Une étude publiée dans Frontiers in Insect Science démontre comment certaines espèces de fourmis coupeuses ont évolué il y a environ 15 millions d’années pour s’adapter aux changements environnementaux en Amérique du Sud.

La réduction des zones boisées et l’expansion des prairies et savanes ont conduit au développement de mandibules plus courtes et robustes, capables de couper des herbes riches en silice, une ressource difficile à traiter mais abondante dans ces nouveaux paysages.

Méthodologie de l’étude

L’équipe de recherche, composée de spécialistes de la Fondation pour l’Étude des Espèces Invasives (FuEDEI) et du CONICET, a analysé l’ADN de fourmis des genres Acromyrmex, Amoimyrmex et Atta collectées en Argentine, Uruguay, Paraguay et Brésil.

Grâce à des modèles statistiques et des comparaisons génétiques, ils ont réussi à reconstruire l’histoire évolutive de ces insectes et à confirmer que leurs ancêtres coupaient principalement des dicotylédones avant de se spécialiser dans les herbes.

fourmis coupeuses
Une étude révèle l’évolution des fourmis coupeuses en réponse à la réduction des forêts et à l’expansion des prairies en Amérique du Sud.

Adaptation au nouvel environnement

Mandibules renforcées : optimisées pour couper des feuilles dures et étroites.

Utilisation de l’herbe comme substrat : elles ne la consomment pas directement, mais l’utilisent pour cultiver un champignon spécifique qui nourrit les larves et les adultes.

Fourmilières en forme de dôme : maintiennent une température stable (24 °C) pour la croissance du champignon.

Associations symbiotiques : bactéries et comportements de nettoyage qui protègent la culture des pathogènes.

Impact écologique et productif

Les fourmis coupeuses jouent un rôle écologique fondamental en retirant les nutriments du sol et en maintenant les dynamiques des écosystèmes.
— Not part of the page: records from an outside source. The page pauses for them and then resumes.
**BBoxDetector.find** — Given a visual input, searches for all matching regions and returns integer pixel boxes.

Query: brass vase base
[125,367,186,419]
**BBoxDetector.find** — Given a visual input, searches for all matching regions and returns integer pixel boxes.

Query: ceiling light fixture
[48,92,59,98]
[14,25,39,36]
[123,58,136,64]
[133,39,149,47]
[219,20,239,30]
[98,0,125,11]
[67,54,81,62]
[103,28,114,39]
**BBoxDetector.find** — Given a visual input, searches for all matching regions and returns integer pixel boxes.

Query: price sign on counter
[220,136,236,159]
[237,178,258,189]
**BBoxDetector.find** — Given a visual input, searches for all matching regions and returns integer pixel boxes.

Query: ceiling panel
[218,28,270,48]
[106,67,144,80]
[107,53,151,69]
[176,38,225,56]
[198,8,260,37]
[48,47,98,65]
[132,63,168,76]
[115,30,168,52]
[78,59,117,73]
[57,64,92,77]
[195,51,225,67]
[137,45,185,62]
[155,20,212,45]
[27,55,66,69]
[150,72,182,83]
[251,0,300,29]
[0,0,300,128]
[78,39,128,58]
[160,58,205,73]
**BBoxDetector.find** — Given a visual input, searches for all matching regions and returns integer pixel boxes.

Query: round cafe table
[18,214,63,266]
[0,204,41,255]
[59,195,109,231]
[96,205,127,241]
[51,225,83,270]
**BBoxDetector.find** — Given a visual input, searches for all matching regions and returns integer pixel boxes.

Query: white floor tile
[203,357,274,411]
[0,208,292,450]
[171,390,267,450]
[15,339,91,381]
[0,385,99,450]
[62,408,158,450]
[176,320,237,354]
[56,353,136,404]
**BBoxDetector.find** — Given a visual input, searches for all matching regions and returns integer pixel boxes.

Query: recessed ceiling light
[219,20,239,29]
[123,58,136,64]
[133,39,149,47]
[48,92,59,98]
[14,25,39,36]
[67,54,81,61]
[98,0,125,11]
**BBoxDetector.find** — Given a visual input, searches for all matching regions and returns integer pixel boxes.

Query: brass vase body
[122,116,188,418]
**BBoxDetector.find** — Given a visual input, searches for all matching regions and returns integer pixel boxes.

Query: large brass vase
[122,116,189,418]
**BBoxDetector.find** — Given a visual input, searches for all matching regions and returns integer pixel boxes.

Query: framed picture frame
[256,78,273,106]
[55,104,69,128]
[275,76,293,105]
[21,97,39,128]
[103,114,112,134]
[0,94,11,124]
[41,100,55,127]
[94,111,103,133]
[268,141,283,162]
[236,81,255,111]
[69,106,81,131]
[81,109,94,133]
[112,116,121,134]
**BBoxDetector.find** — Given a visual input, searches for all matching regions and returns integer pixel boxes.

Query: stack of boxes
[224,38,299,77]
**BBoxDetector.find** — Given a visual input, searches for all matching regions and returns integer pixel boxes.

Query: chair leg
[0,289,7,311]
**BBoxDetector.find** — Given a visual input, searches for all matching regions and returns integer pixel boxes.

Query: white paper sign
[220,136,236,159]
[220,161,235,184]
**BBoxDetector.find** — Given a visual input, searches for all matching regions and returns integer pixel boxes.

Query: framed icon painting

Cependant, certaines espèces génèrent des impacts agricoles :

  • Elles peuvent endommager les vignobles et les jeunes plantations forestières.
  • Si aucun contrôle n’est appliqué, les pertes économiques peuvent être très importantes.
  • Les méthodes chimiques sont les plus utilisées, bien que des alternatives plus durables soient recherchées.

Perspective évolutive

Le biologiste Andrés Sánchez-Restrepo, coordinateur de la zone moléculaire de FuEDEI, a expliqué que l’expansion des prairies durant le Miocène a été une opportunité pour que les fourmis exploitent une ressource auparavant inexplorée. « Comprendre comment certaines sont arrivées à couper des herbes nous aide à concevoir des stratégies de contrôle plus efficaces et spécifiques », a-t-il souligné.

L’étude souligne également que, malgré leur capacité d’adaptation, ces fourmis ne sont pas de bonnes colonisatrices en dehors de l’Amérique du Sud. La Cordillère des Andes agit comme une barrière naturelle, empêchant leur expansion vers le Chili et la côte du Pérou.

Les fourmis coupeuses perfectionnent leur système agricole depuis plus de 15 millions d’années, bien avant les humains.

Leur évolution vers la coupe des herbes révèle comment les changements environnementaux façonnent la biologie des espèces et offre des clés pour relever les défis qu’elles posent dans l’agriculture et la foresterie.